The default position was that properties transferred to the two dedicated property companies, but there were also some transfers to providers (including the ex PCT provider arms) where the Trusts in question requested the transfers and could demonstrate they were providing services from at least 50 per cent of the estate in question.
Estates guidance supports collaborative approach to planning clinical provision in local areas
The department has recognised that in some circumstances, the transfer of property currently held by the NHS property companies to NHS trusts and foundation trusts may assist a collaborative approach to planning clinical provision in a local area. In essence, this is a second chance for those Trusts that missed out on the opportunity in 2013.
The guidance issued by DHSC sets out the basis on which applications can be made and the criteria by which applications will be assessed.
While this may represent an opportunity for Trusts to take control of property assets at a local level, Trusts should note the conditions that will be attached to any transfers including:
- Transfers will be made at the Net Book Value shown in NHS property company’s books. DHSC states that more detailed guidance regarding the accounting treatment will be issued shortly.
- Transfers will be subject to existing occupancies including any undocumented arrangements. Trusts will be responsible for any existing rent arrears or other outstanding debts.
- The properties will be transferred in their current condition with the Trust taking on responsibility for any backlog maintenance.
- All other existing liabilities and contracts relating to the property will also pass to the Trust.
Trusts will therefore need to undertake adequate due diligence on the properties before a property is transferred.
Finally, what if the property becomes surplus to requirements in the future?
The Transfer Schemes include conditions on the transfers of the land with provisions for the property to be offered back to the Secretary of State (or to the relevant NHS property company as his nominee) in the event the property ceased to be used for the provision of healthcare services, or were to be sold by the Trust. If the property was not transferred back, any subsequent sale by the Trust would be subject to overage provisions with a share of any profit above net book value being paid back to the Secretary of State.
Unlike the conditions attached to the Transfer Schemes, the DHSC guidance makes no reference to properties having to be offered back, but an overage payable to the relevant NHS property company based on 50 per cent of any uplift in value is to be imposed.

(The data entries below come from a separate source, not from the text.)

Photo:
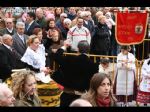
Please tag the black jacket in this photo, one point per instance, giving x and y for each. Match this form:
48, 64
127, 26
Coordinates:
101, 39
74, 72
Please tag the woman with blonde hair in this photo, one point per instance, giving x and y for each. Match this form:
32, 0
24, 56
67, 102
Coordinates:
24, 88
100, 94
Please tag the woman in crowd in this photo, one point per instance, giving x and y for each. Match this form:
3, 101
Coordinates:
125, 86
106, 67
58, 11
24, 88
38, 33
34, 58
144, 88
99, 94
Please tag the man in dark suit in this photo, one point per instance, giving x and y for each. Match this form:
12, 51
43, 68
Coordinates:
19, 43
74, 72
31, 23
7, 57
9, 27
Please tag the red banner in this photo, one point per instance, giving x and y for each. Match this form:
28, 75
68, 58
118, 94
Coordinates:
131, 27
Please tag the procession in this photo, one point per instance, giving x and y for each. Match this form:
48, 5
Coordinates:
74, 57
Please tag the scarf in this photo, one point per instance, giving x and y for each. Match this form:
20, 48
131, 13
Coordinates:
103, 103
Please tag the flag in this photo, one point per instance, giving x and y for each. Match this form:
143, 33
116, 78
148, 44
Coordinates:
131, 27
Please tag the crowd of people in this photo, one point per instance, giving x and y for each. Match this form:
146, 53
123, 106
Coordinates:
31, 41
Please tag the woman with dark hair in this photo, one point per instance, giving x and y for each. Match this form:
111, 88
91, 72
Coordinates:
58, 11
144, 88
100, 94
24, 88
38, 33
34, 58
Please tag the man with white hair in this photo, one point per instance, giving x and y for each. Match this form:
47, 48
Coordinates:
9, 29
6, 96
40, 18
7, 57
78, 33
19, 43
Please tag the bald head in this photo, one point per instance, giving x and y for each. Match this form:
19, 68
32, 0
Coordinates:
80, 103
7, 39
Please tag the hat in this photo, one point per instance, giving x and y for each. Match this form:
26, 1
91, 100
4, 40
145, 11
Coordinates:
125, 47
63, 15
67, 20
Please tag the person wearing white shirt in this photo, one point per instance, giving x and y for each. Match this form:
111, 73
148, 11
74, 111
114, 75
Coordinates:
34, 58
143, 95
125, 86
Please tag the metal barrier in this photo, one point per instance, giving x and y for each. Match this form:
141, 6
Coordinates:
113, 58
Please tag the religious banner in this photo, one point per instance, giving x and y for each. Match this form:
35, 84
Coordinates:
131, 27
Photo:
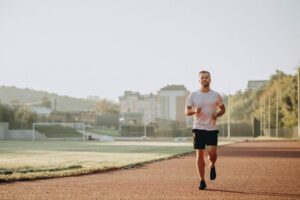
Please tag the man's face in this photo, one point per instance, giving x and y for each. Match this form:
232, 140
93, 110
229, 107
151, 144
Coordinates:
204, 79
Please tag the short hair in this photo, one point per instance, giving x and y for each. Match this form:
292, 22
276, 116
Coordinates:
204, 72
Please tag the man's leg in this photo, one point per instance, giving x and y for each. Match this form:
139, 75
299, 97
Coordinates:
212, 156
200, 163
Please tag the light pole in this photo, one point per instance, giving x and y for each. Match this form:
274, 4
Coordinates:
269, 115
298, 87
228, 118
277, 91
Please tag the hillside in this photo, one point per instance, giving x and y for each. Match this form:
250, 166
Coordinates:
63, 103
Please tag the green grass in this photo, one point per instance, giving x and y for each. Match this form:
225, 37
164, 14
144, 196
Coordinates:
110, 132
25, 160
57, 131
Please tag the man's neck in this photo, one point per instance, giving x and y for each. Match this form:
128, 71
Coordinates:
205, 89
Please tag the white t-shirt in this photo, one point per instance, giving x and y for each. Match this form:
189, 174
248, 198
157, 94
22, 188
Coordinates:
208, 102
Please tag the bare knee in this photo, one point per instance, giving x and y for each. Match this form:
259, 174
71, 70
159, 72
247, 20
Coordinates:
200, 157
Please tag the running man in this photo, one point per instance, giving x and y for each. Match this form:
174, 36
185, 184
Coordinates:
206, 106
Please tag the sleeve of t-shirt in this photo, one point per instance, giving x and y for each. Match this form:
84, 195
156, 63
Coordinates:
219, 100
189, 101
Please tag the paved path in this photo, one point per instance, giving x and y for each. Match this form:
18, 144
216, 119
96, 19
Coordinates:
247, 170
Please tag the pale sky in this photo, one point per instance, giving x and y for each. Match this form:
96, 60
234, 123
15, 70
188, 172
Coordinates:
93, 47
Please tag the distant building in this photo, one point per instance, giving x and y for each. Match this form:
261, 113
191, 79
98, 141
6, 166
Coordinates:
172, 100
134, 102
93, 98
256, 84
164, 110
40, 111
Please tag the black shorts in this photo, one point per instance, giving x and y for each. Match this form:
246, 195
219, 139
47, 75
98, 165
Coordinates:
203, 138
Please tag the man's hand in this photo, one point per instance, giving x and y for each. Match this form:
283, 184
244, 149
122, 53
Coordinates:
198, 110
189, 111
215, 116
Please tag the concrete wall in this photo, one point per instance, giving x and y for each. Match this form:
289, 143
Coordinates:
3, 130
24, 135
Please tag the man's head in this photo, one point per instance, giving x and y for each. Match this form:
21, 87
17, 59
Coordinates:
204, 78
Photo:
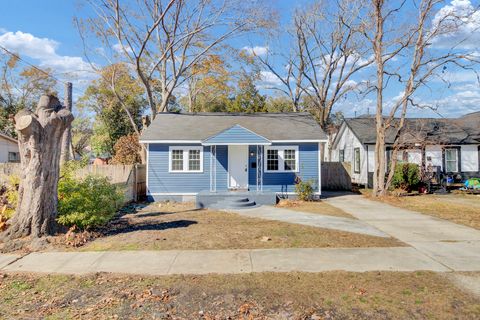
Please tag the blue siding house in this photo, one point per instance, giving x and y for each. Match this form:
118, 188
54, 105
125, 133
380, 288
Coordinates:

There are a number of points in the guidance that Trusts need to consider:
- There is no indexation so, unless the Trust gets agreement in advance, the NHS property company will also get:
- 50 per cent of the benefit of any property inflation during the Trust’s ownership.
- Any uplift due to improvements carried out by the Trust.
- The overage is going to be secured by a Restriction on the Trust’s Land Registry title (as with the Transfer Scheme properties) but also a legal charge, which is less usual in arrangements between members of the NHS family. Trusts will want to ensure that mortgagee consent is not required for short term lettings, for example, as this will lead to an administrative burden for both the Trust and the NHS property companies.